Mass Mutual Insurance Company Awards BP Hatzolah $10,000 in Honor of BP Volunteer

Mass Mutual Insurance Company Awards BP Hatzolah $10,000 in Honor of BP Volunteer

By Yehudit Garmaise

Boro Park Hatzolah was awarded a $10,000 grant from Massachusetts Mutual Life Insurance: thanks to the application of Hatzolah volunteer Levi Folger, who applied in March.

Folger, who lives in Monsey and works in Boro Park, was among the 30 of 8,000 Mass Mutual employees nationwide who received financial gifts that range from $5,000 to $10,000 that were sent in June directly to the community organizations at which the company’s insurance agents volunteer. 

After considering the community chesed work of thousands of insurance agents who work in 90 agencies across the US, the Mass Mutual board picked Folger, who volunteered for Hatzolah in Toronto for four years before volunteering at the Boro Park Hatzolah for the past 16 years, explained Aaron Klein, Brooklyn Mass Mutual’s general agent, who oversees 70 agents.

Mass Mutual’s home office picked Boro Park Hatzolah to give such a generous sum in the zechus of Folger, who runs out to emergency calls in between his work as a top insurance agent, davening, and giving a daily Daf Yomi shiur: either in person, or on Zoom if he is out-of-town.

“His whole heart is in it,” said Klein, who admired Folger’s commitment to saving lives, while also adhering to a disciplined, busy, and meaningful daily schedule.

Mass Mutual does not give out its annual tzedakah gifts without first doing a lot of research to ensure that each recipient is legitimately involved in substantial community volunteer work, explained Klein.

The Springfield, Mass.-based company that provides life, disability, and long-term care insurance likely “had no idea what Hatzolah is all about,” Klein said. 

“We had to explain how New Yorkers in life-or-death situations have to suffer for long periods of time after calling 911,” said Klein. “You can pass out 20 times over before they get there vs.
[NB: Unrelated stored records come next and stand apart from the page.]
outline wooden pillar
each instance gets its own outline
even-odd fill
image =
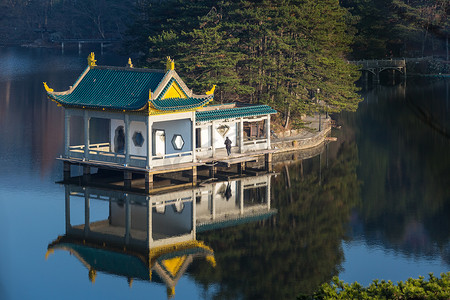
[[[103,42],[100,43],[100,53],[103,55]]]
[[[148,193],[153,189],[153,174],[150,172],[145,173],[145,192]]]
[[[267,149],[271,149],[270,145],[270,115],[267,115],[267,122],[266,122],[266,132],[267,132]]]
[[[237,164],[237,171],[239,175],[242,175],[245,172],[245,161]]]
[[[64,54],[64,42],[61,42],[61,53]]]
[[[244,153],[244,119],[239,120],[239,153]]]
[[[87,110],[84,111],[83,119],[84,119],[84,159],[89,160],[89,140],[90,140],[89,121],[91,118],[89,117]]]
[[[150,121],[150,117],[147,117],[146,119],[146,125],[147,125],[147,169],[152,168],[152,127],[153,122]]]
[[[267,172],[272,172],[272,153],[266,153],[264,156],[265,156],[265,169]]]
[[[84,190],[84,237],[86,238],[90,230],[90,199],[88,189]]]
[[[192,167],[192,185],[197,185],[197,167]]]
[[[216,138],[215,134],[216,130],[214,129],[214,121],[211,121],[211,150],[212,150],[212,157],[216,155],[216,147],[214,145],[214,140]]]
[[[64,109],[64,157],[70,156],[70,114]]]
[[[130,189],[131,188],[131,180],[133,179],[133,173],[131,173],[130,171],[124,171],[123,172],[123,186],[126,189]]]
[[[130,163],[130,115],[125,115],[125,166]]]
[[[78,42],[78,54],[81,54],[81,42]]]
[[[70,190],[69,186],[65,186],[65,194],[66,194],[66,207],[65,207],[65,213],[66,213],[66,234],[69,233],[70,228],[72,225],[70,225]]]

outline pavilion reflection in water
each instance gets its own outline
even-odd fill
[[[148,195],[65,184],[66,233],[49,244],[67,250],[88,269],[163,283],[169,297],[194,259],[215,267],[214,251],[196,233],[253,222],[276,213],[270,207],[272,174],[203,184],[194,189]],[[71,224],[71,201],[84,201],[84,224]],[[107,219],[91,221],[91,205],[103,206]],[[107,207],[107,208],[106,208]]]

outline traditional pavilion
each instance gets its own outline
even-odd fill
[[[125,171],[125,180],[132,172],[143,172],[152,184],[158,170],[196,168],[225,158],[226,137],[235,156],[271,149],[270,115],[275,110],[237,103],[207,106],[215,86],[194,94],[169,57],[166,70],[152,70],[134,68],[131,59],[126,67],[97,66],[91,53],[88,67],[68,90],[55,92],[46,82],[44,87],[48,98],[65,108],[60,159],[69,176],[71,164],[81,164],[87,172],[91,166],[115,167]],[[83,140],[77,141],[80,133]]]
[[[164,284],[171,297],[192,263],[206,260],[216,265],[213,249],[197,240],[198,232],[266,220],[277,213],[271,208],[272,176],[247,176],[157,195],[66,183],[65,234],[48,245],[46,258],[55,250],[68,251],[86,267],[93,283],[99,272],[113,274],[126,278],[130,286],[134,280]],[[71,218],[77,201],[84,202],[81,224],[73,224]],[[94,219],[91,207],[104,219]]]

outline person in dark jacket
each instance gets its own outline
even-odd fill
[[[225,148],[227,149],[227,154],[228,154],[228,156],[230,156],[230,154],[231,154],[231,140],[228,137],[226,137],[224,144],[225,144]]]

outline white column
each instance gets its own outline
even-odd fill
[[[70,228],[72,227],[70,225],[70,190],[68,185],[65,186],[65,192],[66,192],[66,234],[68,234]]]
[[[216,184],[212,185],[212,193],[211,193],[211,217],[213,220],[216,219],[216,199],[214,198],[214,193],[216,192]]]
[[[70,155],[70,114],[64,109],[64,156]]]
[[[89,160],[89,120],[88,111],[84,111],[84,158]]]
[[[88,236],[90,223],[90,199],[88,189],[84,190],[84,237]]]
[[[195,190],[192,189],[192,238],[197,239],[197,201],[195,200]]]
[[[152,232],[152,213],[153,213],[153,206],[152,201],[150,197],[146,197],[147,202],[147,246],[150,249],[153,243],[153,232]]]
[[[195,136],[195,111],[192,112],[192,161],[195,162],[196,161],[196,152],[197,152],[197,147],[196,147],[196,136]]]
[[[266,134],[267,134],[267,149],[271,149],[271,146],[270,146],[270,115],[267,115]]]
[[[147,125],[147,168],[152,168],[152,127],[153,122],[150,120],[150,117],[146,118]]]
[[[130,163],[130,116],[125,115],[125,165]]]
[[[244,119],[239,121],[239,153],[244,153]]]
[[[272,176],[267,176],[267,186],[266,186],[266,193],[267,193],[267,210],[270,210],[270,180],[272,179]]]
[[[214,140],[216,138],[215,134],[216,130],[214,129],[214,121],[211,121],[211,150],[212,150],[212,156],[216,154],[216,147],[214,146]]]
[[[130,199],[128,194],[124,194],[125,197],[125,245],[130,244],[130,231],[131,231],[131,208]]]
[[[239,181],[239,213],[244,214],[244,184]]]

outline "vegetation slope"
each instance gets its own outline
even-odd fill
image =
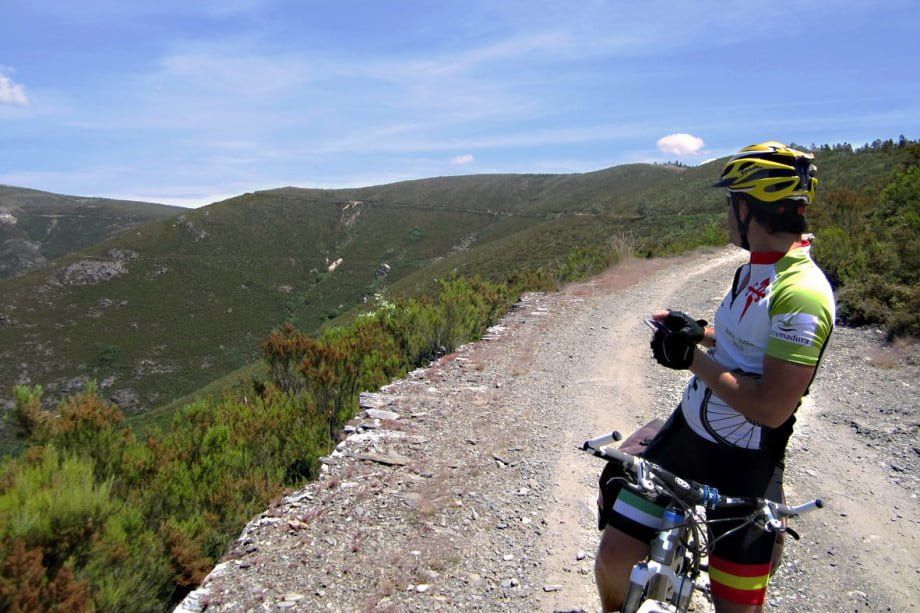
[[[626,227],[628,194],[675,174],[286,188],[186,211],[0,282],[0,398],[17,382],[59,398],[95,379],[126,411],[144,411],[257,359],[280,323],[315,330],[407,274],[462,264],[465,250],[503,241],[498,274],[600,241],[579,236],[589,218]],[[532,249],[541,236],[557,238]]]

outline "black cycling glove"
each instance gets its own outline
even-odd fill
[[[683,311],[668,311],[664,318],[664,325],[668,330],[679,334],[694,345],[703,340],[706,335],[706,320],[693,319]]]
[[[652,355],[662,366],[690,368],[696,345],[706,334],[706,321],[692,319],[682,311],[668,311],[663,323],[665,327],[652,336]]]
[[[687,340],[686,337],[676,332],[659,330],[652,337],[652,355],[655,360],[662,366],[673,368],[674,370],[684,370],[690,368],[693,363],[693,352],[696,349],[696,343]]]

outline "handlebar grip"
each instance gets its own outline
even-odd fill
[[[614,430],[609,434],[602,434],[596,438],[585,441],[582,443],[581,448],[583,451],[587,451],[588,449],[599,449],[604,445],[609,445],[610,443],[615,443],[621,440],[623,440],[623,435],[620,434],[619,431]]]
[[[820,498],[812,500],[811,502],[806,502],[795,507],[788,507],[786,505],[778,505],[777,511],[782,517],[795,517],[796,515],[801,515],[803,513],[808,513],[809,511],[814,511],[815,509],[823,509],[824,501]]]
[[[598,458],[604,458],[608,462],[611,462],[611,461],[620,462],[625,467],[627,467],[629,470],[632,470],[635,472],[641,460],[637,458],[636,456],[620,451],[619,449],[614,449],[613,447],[595,447],[594,445],[591,444],[592,442],[600,440],[602,438],[604,437],[599,436],[595,439],[591,439],[590,441],[585,441],[584,444],[582,444],[581,446],[582,451],[586,451],[590,453],[591,455],[598,457]]]

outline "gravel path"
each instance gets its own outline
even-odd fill
[[[180,609],[597,611],[601,467],[577,446],[670,413],[687,375],[654,364],[642,317],[711,319],[743,260],[632,261],[526,296],[482,341],[366,398],[322,477],[255,518]],[[917,358],[835,333],[787,471],[790,502],[828,508],[795,522],[770,609],[918,609]]]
Hatzolah, which gets there right away.”

Klein, who helped secure the grant “by providing guidance to the board to bring out how Folger shines and how often he runs on these calls, said,  “No matter whether Mr. Folger is in the middle of an appointment or whatever he is doing, if he gets an emergency call and feels he can make it there on time: nothing stops him, rain or shine or Yom Tov, or the middle of a seudah, or not. 

“If he thinks he can make a difference, he takes the call,” said Klein, who explained that insurance agents schedule their own appointments.

If he's in the middle of an appointment at work, very politely and tactfully, Folger apologizes and asks his clients’ permission to leave to go save a life, Klein explained. 

Before he leaves, Folger promises his clients with warmth to soon, “pick up where they left off.”  

One might worry that clients might get annoyed or offended and ask Folger why he is running away in the middle of their appointment, but his clients really admire him for the work he does for Hatzolah, Klein said with pride.

“Folger’s clients see that he feels that a human life is worth more than the money he could make on a sale.”